私たちが、現在何気なく抱いている芸術、芸術家、美、に関する常識の多くが、近代ヨーロッパで成立した価値観である。近代美学の解説を通してアートや芸術、美や崇高についての歴史を辿り、混沌としがちな言葉や概念を明瞭にしていく本。豊富な図とわかりやすい言葉で綴られた本書は、美術入門書としておすすめ。

02. なぜ美を気にかけるのか:感性的生活からの哲学入門/ドミニク・マカイヴァー・ロペス、ベンス・ナナイ、ニック・リグル

出会うもののほとんどすべてが、美的価値を意識してデザインされている現代。そうした美的なものに気を配る生活を送る私たちが「なぜその生活が大事なのか」「美的生活とは何か」「その生活のあるべき姿」などを考え、問いへと導く。現代美学を代表する3人が提案する、哲学入門の授業向けに書かれた書籍。

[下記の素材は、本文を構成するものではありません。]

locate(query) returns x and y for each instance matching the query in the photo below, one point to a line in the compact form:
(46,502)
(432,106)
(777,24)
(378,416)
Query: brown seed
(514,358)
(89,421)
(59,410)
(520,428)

03. アートの力:美的実在論/マルクス・ガブリエル

アートはどこでにでもある。それは私たちの生存に影響を及ぼす絶対者で、ラディカルに自律した存在であり、私たちの方がアート作品に巻き込まれるか否かのどちらかだ。それがアートの力なのだ。人気哲学者による大胆な美的実在論。

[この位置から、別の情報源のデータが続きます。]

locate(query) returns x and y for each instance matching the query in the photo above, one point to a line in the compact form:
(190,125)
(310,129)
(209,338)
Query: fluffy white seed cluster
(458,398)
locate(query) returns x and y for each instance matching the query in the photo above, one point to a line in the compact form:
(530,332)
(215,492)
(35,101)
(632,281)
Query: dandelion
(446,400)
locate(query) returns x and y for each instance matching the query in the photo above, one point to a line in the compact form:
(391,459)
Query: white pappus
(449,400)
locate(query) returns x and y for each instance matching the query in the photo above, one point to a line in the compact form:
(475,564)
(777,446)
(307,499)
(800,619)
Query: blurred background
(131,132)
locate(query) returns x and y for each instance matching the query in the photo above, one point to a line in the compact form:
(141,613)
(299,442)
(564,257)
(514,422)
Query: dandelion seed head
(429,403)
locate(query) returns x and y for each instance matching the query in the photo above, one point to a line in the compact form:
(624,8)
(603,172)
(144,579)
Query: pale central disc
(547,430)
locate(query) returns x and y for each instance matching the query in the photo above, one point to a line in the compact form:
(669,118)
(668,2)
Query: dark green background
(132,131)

04. ポスト・アートセオリーズ:現代芸術の語り方/北野圭介

現代芸術は、今や混迷の中で理解しがたいものとなりつつある一方で、それを名だたる知性が語り、巻き込む磁場となっている。「芸術の終焉」「ポストモダニズム」「ポストセオリー」をキーワードにアートと現代思想の関係を紐解く。

05. 何もしない/ジェニー・オデル

人々の関心や注目度そのものが、経済的価値を持つようになる、いわゆる「注意経済(アテンション・エコノミー)」が蔓延し、有用で生産的であることを求められるこの世界で、芸術の鑑賞は新たな注意を向けるフレームワークを生み出す一つの体験となる。自らにふさわしい生き方を探る。

06. 創造性はどこからやってくるか—天然表現の世界/郡司ペギオ幸夫

創作の「ひらめき」はどこからやってきて「できた」はいつ生まれるのか。生命のモデル、外部と付き合うための実戦の方法である「天然知能」を「天然表現」へと展開し、著者自らが作品を制作し実践に挑む。異色の表現・創造論。

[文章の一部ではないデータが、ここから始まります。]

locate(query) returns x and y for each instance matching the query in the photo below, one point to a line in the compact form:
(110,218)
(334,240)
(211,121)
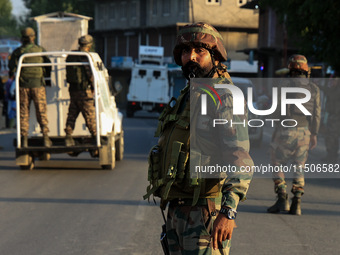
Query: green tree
(8,27)
(40,7)
(316,25)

07. 庭のかたちが生まれるとき:庭園の詩学と庭師の知恵/山内朋樹

自然の石が庭の石となり、もとの石としての存在感を増していく。徹底して非意図的で以前からそこにあったかのように佇む「あってないような」日本庭園の庭づくりのプロセスを通して、即興と偶然、そして変化し続ける制作の在り方を克明に記す。庭師であり美学研究者でもある著者が、京都福知山の観音寺を訪ね、庭のつくられ方を記録した書籍。

08. 沈黙とイメージ/竹内万里子

痛みを伴う作品と出会う。目の前にあるこの写真をどうやったら「見た」と言えるのか。底知れない沈黙を前に想像することの限界を感じながらも、見ること、言葉にすることを問いつづける写真をめぐるエッセイ。